Una vecchia vicenda che riguarda il «contrasto» tra articolazioni diverse della ricerca archeologica, come Soprintendenze e Università, torna ad affacciarsi con una polemica che scoppia proprio in Puglia. Il soprintendente all’Archeologia, belle arti e paesaggio per le province di Brindisi, Lecce e Taranto, Antonio Zunno, ha emanato un controverso atto di indirizzo che impone agli archeologi universitari di sottoporre le informazioni sulle attività di scavo destinate ai media, al controllo preventivo della istituzione da lui presieduta. Questi ultimi potrebbero persino cassare contenuti ritenuti non opportuni.
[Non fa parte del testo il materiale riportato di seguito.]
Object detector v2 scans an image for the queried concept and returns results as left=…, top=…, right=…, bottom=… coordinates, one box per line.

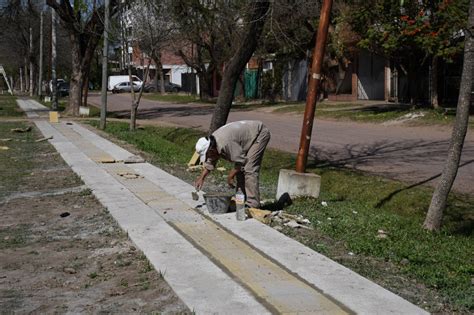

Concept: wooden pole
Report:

In caso di inadempienza, la concessione dello scavo in questione potrebbe addirittura essere ritirata.
Il provvedimento
Una disposizione che, secondo Zunno, serve a tutelare l’integrità dei siti da eventuali «saccheggi», ma l’indicazione ha provocato la piccata risposta degli accademici pugliesi in una lettera della giunta della Federazione delle Consulte universitarie di archeologia, presieduta da Giuliano Volpe: «Colpisce nel testo della Soprintendenza la velata accusa nei confronti dei concessionari universitari di essere quasi degli oggettivi alleati degli scavatori clandestini, come se con l’attività di comunicazione pubblica informassero questi ultimi della presenza di un sito archeologico».
La contestazione
«Chiunque conosca il drammatico problema dello scavo clandestino – prosegue la lettera – sa bene che chi svolge tale azione illegale non ha certo bisogno di un articolo su un quotidiano o di un post su Facebook per conoscere un sito archeologico e che al contrario proprio un’attiva azione di comunicazione e sensibilizzazione della pubblica opinione, oltre a costituire un dovere etico, rappresenta lo strumento migliore di contrasto attraverso la crescita della tutela sociale».
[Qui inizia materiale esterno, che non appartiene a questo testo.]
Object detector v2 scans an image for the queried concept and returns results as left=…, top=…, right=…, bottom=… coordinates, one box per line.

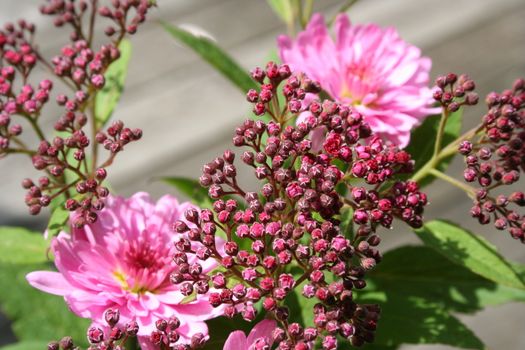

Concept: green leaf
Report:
left=358, top=288, right=485, bottom=349
left=47, top=203, right=69, bottom=237
left=0, top=263, right=90, bottom=346
left=415, top=220, right=525, bottom=289
left=406, top=109, right=463, bottom=187
left=0, top=340, right=49, bottom=350
left=95, top=40, right=131, bottom=127
left=267, top=0, right=293, bottom=24
left=161, top=22, right=257, bottom=94
left=367, top=246, right=525, bottom=313
left=161, top=176, right=212, bottom=208
left=0, top=226, right=48, bottom=264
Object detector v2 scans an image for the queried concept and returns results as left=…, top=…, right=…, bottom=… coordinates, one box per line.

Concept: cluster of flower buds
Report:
left=40, top=0, right=153, bottom=40
left=47, top=309, right=139, bottom=350
left=459, top=79, right=525, bottom=243
left=434, top=73, right=479, bottom=112
left=0, top=20, right=38, bottom=79
left=0, top=0, right=152, bottom=227
left=172, top=63, right=426, bottom=350
left=150, top=316, right=207, bottom=350
left=51, top=40, right=120, bottom=89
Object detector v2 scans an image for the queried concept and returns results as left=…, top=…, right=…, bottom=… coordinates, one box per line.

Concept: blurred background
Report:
left=0, top=0, right=525, bottom=350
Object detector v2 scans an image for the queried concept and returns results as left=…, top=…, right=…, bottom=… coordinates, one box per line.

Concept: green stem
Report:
left=301, top=0, right=314, bottom=29
left=411, top=111, right=483, bottom=182
left=432, top=108, right=450, bottom=159
left=328, top=0, right=358, bottom=27
left=429, top=169, right=476, bottom=198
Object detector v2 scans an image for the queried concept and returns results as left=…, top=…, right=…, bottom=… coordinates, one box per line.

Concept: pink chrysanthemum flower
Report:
left=223, top=320, right=277, bottom=350
left=278, top=14, right=438, bottom=147
left=27, top=193, right=222, bottom=349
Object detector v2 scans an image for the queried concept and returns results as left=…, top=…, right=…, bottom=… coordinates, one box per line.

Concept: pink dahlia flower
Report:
left=278, top=14, right=439, bottom=147
left=223, top=320, right=277, bottom=350
left=27, top=193, right=222, bottom=349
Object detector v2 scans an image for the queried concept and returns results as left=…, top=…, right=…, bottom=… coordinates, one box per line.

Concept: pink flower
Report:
left=222, top=320, right=277, bottom=350
left=278, top=14, right=438, bottom=147
left=27, top=193, right=222, bottom=349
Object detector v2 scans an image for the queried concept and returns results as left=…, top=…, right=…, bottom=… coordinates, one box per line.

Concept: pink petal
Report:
left=26, top=271, right=73, bottom=296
In sostanza, i cittadini consapevoli dell’importanza del patrimonio culturale, lo sentiranno come un bene proprio, da difendere contro gli attacchi dei clandestini, magari informando tempestivamente le forze dell’ordine di un blitz dei «tombaroli».
L’atto del Soprintendente appare quasi un eccesso di zelo nei confronti di una categoria come quella degli archeologi che sono già naturalmente portati alla riservatezza sulle attività di scavo. D’altra parte, come sanno i giornalisti che hanno costanti rapporti con chi fa ricerca archeologica, esiste un vincolo inviolabile a non rivelare la collocazione di un sito promettente: si parlerà delle potenzialità della scoperta ma il luogo verrà rilevato solo dopo la messe in sicurezza dei reperti.
E, comunque, i «tombaroli» conoscono già le zone dove compiere le proprie razzie: l’atto di indirizzo sembra quasi la proverbiale chiusura del recinto dopo la fuga dei buoi.